What with the government trying to flog us the old ‘government budget as household finances’ metaphor, Liam wondered if anyone had any others.

I suggested we could think of the deficit as a metaphor: a powerful use of it can be stimulating and help to move things along, but if you stretch it to breaking point you’ll lose credibility and have to spend even longer getting back to where you started.

More seriously (and more partisan), here’s one that occurred to me this morning:

Unlike the Tories’ laissez-faire attitude, during this recession Labour decided the government should take a bullet to protect the economy. To prevent the worst of the harm to businesses and households, we let government borrowing take the strain.

Letting the deficit rise was the right thing to do. In normal times, this much borrowing would be a terrible idea, but a global financial crisis is not normal times. And it worked: unemployment and repossessions have not been nearly as bad as in previous recessions. The Tories, on the other hand, wanted us to gut the public sector at the same time as the private sector was taking hits, and they opposed the VAT cut that helped people struggling to make ends meet.

So the government took a bullet, and now we have to repair the harm to the public finances. There are two ways we can cope with this bullet-wound: cut off the injured limb and hobble on as best we can, or stop the bleeding and then take time to heal and grow back to strength. The first option is quick but brutal, causing irreparable damage. The second is less dramatic, but it allows us a fuller recovery.

Does this have potential? Maybe not – it’s a bit all-or-nothing – but I’ve been blogging so little lately I figured I owed you something.

I’ve also got a half-formed idea about the dangers of slamming on the brakes when your car’s skidding, even though it seems the instinctive thing to do – instead, you have to slow gradually and turn the wheel back steadily. Anyone’s welcome to develop that one, but I’m too clueless a driver to do it myself.

(The standard political metaphor for deficits is the ‘black hole’, the most destructive thing in the universe, swallowing anything that comes near it and becoming all the more powerful in the process. If it hadn’t been cheapened by overuse to describe any old gap in the public finances, then it would have been perfect for those warning of a catastrophic debt spiral.)

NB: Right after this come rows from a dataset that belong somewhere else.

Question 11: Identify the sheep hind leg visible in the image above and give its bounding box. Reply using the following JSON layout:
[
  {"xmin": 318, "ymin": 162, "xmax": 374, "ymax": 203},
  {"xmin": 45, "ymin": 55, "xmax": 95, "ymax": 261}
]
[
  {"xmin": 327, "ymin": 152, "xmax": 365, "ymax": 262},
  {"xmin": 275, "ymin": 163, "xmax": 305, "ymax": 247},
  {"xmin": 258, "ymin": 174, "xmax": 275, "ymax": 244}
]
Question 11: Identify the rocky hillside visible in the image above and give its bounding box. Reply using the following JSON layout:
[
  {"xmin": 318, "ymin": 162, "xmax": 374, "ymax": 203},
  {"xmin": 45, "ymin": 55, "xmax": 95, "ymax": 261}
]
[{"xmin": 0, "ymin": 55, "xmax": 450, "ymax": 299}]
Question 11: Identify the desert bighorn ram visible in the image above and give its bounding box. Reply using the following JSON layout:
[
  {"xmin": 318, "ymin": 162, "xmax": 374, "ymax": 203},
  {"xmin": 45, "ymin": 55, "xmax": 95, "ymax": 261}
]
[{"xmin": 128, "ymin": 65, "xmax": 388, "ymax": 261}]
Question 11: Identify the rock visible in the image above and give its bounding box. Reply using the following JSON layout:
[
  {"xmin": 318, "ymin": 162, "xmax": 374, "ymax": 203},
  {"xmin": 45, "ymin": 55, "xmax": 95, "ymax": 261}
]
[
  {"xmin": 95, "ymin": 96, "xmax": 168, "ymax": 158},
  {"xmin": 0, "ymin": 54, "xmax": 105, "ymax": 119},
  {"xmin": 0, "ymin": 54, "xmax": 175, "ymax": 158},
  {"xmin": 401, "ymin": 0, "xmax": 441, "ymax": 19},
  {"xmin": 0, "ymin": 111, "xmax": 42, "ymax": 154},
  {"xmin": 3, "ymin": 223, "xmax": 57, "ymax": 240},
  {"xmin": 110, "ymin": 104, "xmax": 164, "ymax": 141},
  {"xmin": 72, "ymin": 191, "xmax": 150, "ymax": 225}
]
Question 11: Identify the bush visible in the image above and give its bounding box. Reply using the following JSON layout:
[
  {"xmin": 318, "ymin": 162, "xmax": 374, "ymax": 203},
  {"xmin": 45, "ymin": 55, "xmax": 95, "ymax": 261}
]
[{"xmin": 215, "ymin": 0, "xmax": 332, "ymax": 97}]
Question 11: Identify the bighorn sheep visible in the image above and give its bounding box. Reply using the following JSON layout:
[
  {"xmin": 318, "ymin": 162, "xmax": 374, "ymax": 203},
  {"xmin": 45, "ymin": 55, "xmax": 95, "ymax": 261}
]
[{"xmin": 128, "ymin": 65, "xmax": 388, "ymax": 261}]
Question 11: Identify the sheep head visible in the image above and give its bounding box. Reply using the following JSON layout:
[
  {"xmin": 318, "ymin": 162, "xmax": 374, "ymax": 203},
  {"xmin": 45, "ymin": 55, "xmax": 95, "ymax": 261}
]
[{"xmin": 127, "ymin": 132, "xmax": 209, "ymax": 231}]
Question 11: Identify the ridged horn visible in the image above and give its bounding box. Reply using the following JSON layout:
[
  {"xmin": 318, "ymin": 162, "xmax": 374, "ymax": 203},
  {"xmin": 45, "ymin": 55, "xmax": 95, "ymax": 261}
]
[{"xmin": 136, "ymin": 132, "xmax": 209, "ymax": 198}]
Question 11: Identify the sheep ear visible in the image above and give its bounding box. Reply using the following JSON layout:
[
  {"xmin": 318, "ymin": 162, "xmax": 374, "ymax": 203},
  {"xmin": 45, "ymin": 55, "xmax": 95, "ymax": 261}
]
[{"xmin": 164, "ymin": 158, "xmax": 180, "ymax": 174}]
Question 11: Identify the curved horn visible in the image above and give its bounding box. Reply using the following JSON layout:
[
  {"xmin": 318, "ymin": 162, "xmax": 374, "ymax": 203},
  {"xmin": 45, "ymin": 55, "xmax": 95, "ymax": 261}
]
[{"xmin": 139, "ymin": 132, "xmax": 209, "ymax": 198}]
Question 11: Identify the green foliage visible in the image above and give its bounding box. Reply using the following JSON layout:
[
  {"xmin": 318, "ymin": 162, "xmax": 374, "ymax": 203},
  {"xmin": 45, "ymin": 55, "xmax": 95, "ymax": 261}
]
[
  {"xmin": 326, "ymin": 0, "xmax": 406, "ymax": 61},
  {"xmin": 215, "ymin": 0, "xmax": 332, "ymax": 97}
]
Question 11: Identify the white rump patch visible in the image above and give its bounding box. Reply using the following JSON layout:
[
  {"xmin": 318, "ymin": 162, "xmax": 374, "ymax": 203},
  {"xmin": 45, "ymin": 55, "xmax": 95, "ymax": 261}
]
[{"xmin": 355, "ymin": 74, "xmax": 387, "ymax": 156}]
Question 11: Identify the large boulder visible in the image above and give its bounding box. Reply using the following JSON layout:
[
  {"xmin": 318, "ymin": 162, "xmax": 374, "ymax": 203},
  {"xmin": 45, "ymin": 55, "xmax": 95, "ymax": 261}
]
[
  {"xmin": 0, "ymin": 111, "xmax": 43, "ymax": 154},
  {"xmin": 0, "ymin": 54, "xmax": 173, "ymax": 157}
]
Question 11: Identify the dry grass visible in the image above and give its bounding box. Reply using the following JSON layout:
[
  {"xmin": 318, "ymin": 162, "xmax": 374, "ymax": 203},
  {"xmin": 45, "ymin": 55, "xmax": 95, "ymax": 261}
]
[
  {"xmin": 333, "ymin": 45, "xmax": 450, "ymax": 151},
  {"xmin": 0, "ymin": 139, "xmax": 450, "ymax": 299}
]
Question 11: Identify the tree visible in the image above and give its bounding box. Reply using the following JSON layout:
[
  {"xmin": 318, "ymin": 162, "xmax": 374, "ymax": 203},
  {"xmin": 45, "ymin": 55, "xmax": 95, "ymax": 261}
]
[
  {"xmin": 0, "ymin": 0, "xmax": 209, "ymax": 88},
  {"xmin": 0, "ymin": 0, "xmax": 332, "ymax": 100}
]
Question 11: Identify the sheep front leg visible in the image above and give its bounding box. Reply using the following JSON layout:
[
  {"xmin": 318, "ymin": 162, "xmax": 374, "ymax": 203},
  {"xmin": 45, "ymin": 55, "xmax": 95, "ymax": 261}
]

Thursday, October 28, 2010

Words fail me

I am ‘editing’ (turning gibberish into language) a graduate recruitment pack. The section that lists the qualities applicants should have is currently divided into subheads with sets of bullet-points underneath, and I’m supposed to turn each of these into a paragraph of flowing, meaningful, engaging prose. One of the sets looks like this:

Curiosity and Critical Thinking:
  • Critical thinking
  • Curiosity

I especially like that they’ve reversed the order to try to avoid the impression that they’ve just typed the same thing twice.

It’s going to be a long day.

Friday, October 22, 2010

Who says geeks can’t get dates?

A couple of friends of mine have been involved in creating the Geek Calendar. They’ve put in loads of work, and luckily it’s really very good, so I can plug it without feeling embarrassed.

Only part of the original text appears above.